Goldberg knew all this, but also knew that he was different. For one, he had grown up on Long Island rooting for the Ewing and the Knicks. He was a die-hard. His dad had season tickets. He had been collecting sneakers since he was 8 years old. Ewing was his favorite player. He knew everything about him and had been amassing Ewing memorabilia for years.

Goldberg didn’t seek out the opportunity to re-launch Ewing Athletics. It found him.

A friend of his, a fellow sneakerhead, got wind that Mike Packer, a veteran of the shoe industry and owner of Packer Shoes, was interested in bringing Ewing Athletics back. At the time, Goldberg was helping run the Newark, NJ-based hotels his family owned. “You’re the perfect guy for this,” the friend told him. “You should see if you could get involved.”

Packer had a business plan ready. He had a pitch, too. What he needed was some more money, but also, and perhaps more importantly, a person to run the day-to-day business. Goldberg, with his New York background and knowledge of Ewing and sneakers, was the perfect fit.

“I wasn’t in the sneaker business, but the first time we met he could tell that I was a sneaker guy,” Goldberg says. “To this day Mike will call me to pick my brain, to ask me a question like, What year did a guy wear a shoe?”

It took some pressing, but soon after that Goldberg and Packer were sitting in the Four Seasons Hotel pitching Ewing and Falk. That duffel bag was full of Goldberg’s Ewing sneakers collection. Some fell apart as he took them out. Nerves caused him to fumble a few shoes around. Falk did most of the talking. Ewing barely looked up from his phone. He kept a straight face the entire time. After a few drinks the meeting was over.

As Goldberg exited the hotel and walked into the New York night, duffel bag full of Ewing shoes in hand, he felt his shoulder drop, his head fall.
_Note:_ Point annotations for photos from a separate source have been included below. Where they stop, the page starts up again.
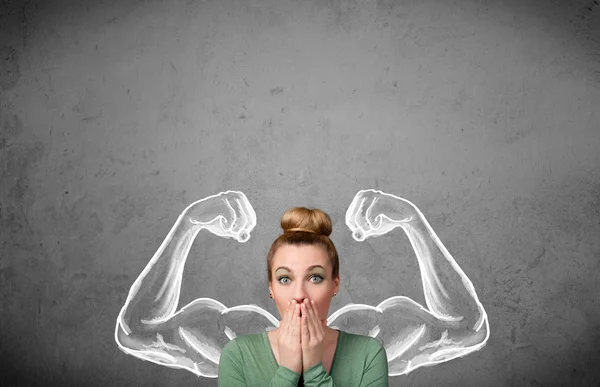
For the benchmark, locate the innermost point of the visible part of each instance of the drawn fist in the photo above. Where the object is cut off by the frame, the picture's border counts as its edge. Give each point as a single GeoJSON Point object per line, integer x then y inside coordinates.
{"type": "Point", "coordinates": [228, 214]}
{"type": "Point", "coordinates": [374, 213]}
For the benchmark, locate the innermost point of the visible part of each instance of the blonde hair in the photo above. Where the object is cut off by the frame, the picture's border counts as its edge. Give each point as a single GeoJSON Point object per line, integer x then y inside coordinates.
{"type": "Point", "coordinates": [303, 226]}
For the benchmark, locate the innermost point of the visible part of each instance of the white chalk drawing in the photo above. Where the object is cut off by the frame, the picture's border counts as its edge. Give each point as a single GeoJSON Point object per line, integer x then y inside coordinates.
{"type": "Point", "coordinates": [150, 327]}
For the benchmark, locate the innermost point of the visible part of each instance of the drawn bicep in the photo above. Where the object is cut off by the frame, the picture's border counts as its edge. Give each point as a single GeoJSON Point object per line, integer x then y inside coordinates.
{"type": "Point", "coordinates": [194, 337]}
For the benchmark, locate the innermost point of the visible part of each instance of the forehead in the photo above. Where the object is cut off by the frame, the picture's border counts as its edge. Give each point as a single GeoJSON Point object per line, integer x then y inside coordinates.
{"type": "Point", "coordinates": [298, 258]}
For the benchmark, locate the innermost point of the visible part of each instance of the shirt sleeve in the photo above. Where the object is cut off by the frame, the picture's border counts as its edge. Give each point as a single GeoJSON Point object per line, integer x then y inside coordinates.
{"type": "Point", "coordinates": [375, 373]}
{"type": "Point", "coordinates": [376, 369]}
{"type": "Point", "coordinates": [231, 370]}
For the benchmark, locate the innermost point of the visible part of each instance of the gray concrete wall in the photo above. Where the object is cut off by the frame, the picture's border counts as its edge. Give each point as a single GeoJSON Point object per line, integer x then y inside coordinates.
{"type": "Point", "coordinates": [116, 115]}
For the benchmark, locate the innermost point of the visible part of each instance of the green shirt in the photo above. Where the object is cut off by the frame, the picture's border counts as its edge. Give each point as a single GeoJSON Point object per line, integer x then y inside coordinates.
{"type": "Point", "coordinates": [249, 361]}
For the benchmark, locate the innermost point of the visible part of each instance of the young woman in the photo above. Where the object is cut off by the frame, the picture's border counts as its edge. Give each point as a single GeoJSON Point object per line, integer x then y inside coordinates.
{"type": "Point", "coordinates": [303, 276]}
{"type": "Point", "coordinates": [245, 345]}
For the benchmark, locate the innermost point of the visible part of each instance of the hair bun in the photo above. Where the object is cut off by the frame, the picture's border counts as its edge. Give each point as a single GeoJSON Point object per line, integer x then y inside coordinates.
{"type": "Point", "coordinates": [302, 219]}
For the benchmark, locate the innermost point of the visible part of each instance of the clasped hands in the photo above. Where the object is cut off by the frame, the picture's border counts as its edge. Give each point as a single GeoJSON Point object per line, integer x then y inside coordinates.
{"type": "Point", "coordinates": [301, 339]}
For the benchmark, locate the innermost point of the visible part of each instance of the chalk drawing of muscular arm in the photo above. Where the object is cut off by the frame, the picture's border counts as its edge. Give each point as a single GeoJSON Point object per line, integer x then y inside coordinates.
{"type": "Point", "coordinates": [150, 327]}
{"type": "Point", "coordinates": [454, 323]}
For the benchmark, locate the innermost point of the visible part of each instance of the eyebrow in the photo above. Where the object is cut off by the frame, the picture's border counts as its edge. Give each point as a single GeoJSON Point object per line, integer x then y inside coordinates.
{"type": "Point", "coordinates": [309, 268]}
His shot at the dream job had come and gone, in just one breath.

But then one day Goldberg’s phone rang. It turned out Ewing had just been using a poker face. That cold shoulder was a tool, one that he brought out during business meetings to feel out the men sitting across from him.

Patrick, David was told, loved what he had heard. The Ewing Athletics re-launch was a go.

“I was just looking for someone I could trust,” Ewing says. “David was sincere and I liked all the ideas he had and how he wanted to build the brand slow.”

The Ewing Athletics headquarters is impossible to spot without being told where to go. It’s just another office tucked away on an industrial patch full of them in Englewood, NJ, an affluent city just a few miles from the Hudson River. The street is quiet and nondescript. The office building is gray and Ewing Athletics’ windows are tinted. There are parked trucks everywhere.

Inside, though—well, Patrick’s own house might not have this much Ewing gear lying around. White shelves full of seemingly every Ewing sneaker ever made line the walls. Many of them are Knicks blue and orange or solid white. There’s also a red, white and blue sneaker in honor of the Dream Team and a green and yellow one, the color of Ewing’s native Jamaican flag. One pair pays homage to the 1985 NBA Draft, when the Knicks selected Ewing with the first overall pick. Hanging near the shoes are framed Ewing posters. In the closet you can find a bunch of PE jerseys from all his different basketball stops. A life-size Fathead of the Hall-of-Fame center greets entrants as they walk in.

Goldberg is sitting at his desk and answering questions about himself and his brand. The 34-year-old is built like someone who lifts weights and has a shaved head and perfectly trimmed dark beard. He’s wearing a red Ewing Athletics t-shirt. Tattoo ink is peaking out from under his sleeves. A pair of baby-sized Ewing sneakers sits on his desk.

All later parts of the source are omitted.